Templepatrick

Team information
- Colors: Red and Black
- Founded: 1969
- Home ground: The Cloughan
- Official website: templepatrickcc.com

= Templepatrick Cricket Club =

Templepatrick Cricket Club is a cricket club in Ballyclare, County Antrim, Northern Ireland, playing in Section 1 of the NCU Senior League.

The club was founded in 1969. The club joined the Northern Cricket Union in 1976.

==On field progress==

The club was founded in 1969 and played for two years in the Boys' Brigade 20 Overs Evening Cricket League before gaining admittance to the now defunct Belfast Cricket League in 1971. After using Belfast City Council owned pitches for their entire history, Templepatrick found a permanent home of its own in 1996 when they were invited to join up with Ballyclare Rugby Club at Cloughan Lane in Ballyclare.

For many years, Templepatrick played in the bottom rung of Northern Cricket Union senior cricket before finally gaining promotion in 2003.
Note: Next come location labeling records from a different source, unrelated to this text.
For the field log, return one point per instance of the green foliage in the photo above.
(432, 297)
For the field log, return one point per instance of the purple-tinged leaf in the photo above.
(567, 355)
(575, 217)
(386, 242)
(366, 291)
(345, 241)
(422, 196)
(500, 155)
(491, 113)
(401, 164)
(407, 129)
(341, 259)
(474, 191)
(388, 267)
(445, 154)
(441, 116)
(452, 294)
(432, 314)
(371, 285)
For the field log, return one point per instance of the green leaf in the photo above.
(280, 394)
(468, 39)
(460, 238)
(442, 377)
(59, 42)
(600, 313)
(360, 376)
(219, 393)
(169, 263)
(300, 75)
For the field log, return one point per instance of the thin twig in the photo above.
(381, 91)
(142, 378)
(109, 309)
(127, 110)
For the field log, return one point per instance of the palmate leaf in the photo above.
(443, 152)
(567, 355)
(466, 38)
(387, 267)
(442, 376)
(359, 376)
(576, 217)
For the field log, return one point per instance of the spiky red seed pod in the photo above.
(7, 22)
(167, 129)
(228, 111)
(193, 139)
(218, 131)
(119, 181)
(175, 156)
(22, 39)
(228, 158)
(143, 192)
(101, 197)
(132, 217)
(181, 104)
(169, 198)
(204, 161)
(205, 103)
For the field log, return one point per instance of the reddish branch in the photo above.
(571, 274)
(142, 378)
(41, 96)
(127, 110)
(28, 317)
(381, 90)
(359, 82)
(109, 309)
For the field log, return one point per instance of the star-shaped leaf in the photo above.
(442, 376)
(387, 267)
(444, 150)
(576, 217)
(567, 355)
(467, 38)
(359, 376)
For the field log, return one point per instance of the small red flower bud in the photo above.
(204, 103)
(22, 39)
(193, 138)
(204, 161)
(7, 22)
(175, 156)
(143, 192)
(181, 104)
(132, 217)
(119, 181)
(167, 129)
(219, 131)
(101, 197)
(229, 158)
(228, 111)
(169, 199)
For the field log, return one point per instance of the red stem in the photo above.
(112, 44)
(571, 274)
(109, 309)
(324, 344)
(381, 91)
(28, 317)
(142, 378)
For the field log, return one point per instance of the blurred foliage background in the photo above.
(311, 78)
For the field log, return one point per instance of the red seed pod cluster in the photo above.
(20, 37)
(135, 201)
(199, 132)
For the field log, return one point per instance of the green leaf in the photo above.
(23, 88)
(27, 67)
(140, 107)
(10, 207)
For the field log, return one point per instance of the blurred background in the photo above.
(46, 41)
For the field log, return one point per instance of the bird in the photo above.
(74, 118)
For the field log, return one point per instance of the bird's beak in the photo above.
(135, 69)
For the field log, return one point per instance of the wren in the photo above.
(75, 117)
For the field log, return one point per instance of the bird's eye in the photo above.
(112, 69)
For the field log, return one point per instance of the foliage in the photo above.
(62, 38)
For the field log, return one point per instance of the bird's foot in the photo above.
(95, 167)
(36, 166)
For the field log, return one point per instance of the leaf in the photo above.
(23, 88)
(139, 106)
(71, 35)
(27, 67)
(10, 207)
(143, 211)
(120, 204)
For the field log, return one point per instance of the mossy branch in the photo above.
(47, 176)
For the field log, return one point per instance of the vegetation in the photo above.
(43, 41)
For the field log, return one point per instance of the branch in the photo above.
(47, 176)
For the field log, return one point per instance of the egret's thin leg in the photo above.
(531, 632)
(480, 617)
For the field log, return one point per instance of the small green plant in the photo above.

==Ground development and coaching==

The club is noted for its efforts in youth cricket and coaching, achieving accreditation through the Clubmark NI programme of Sport Northern Ireland. The leader of the coaching team, Andy McCrea, was awarded the Outstanding Coaching Award at the ECB Sky Sports Coach Awards 2011. Their efforts in coaching have been matched by major ground improvements, laying a new cricket square at their Cloughan Lane ground, drainage work and developing a four-bay outdoor practice facility.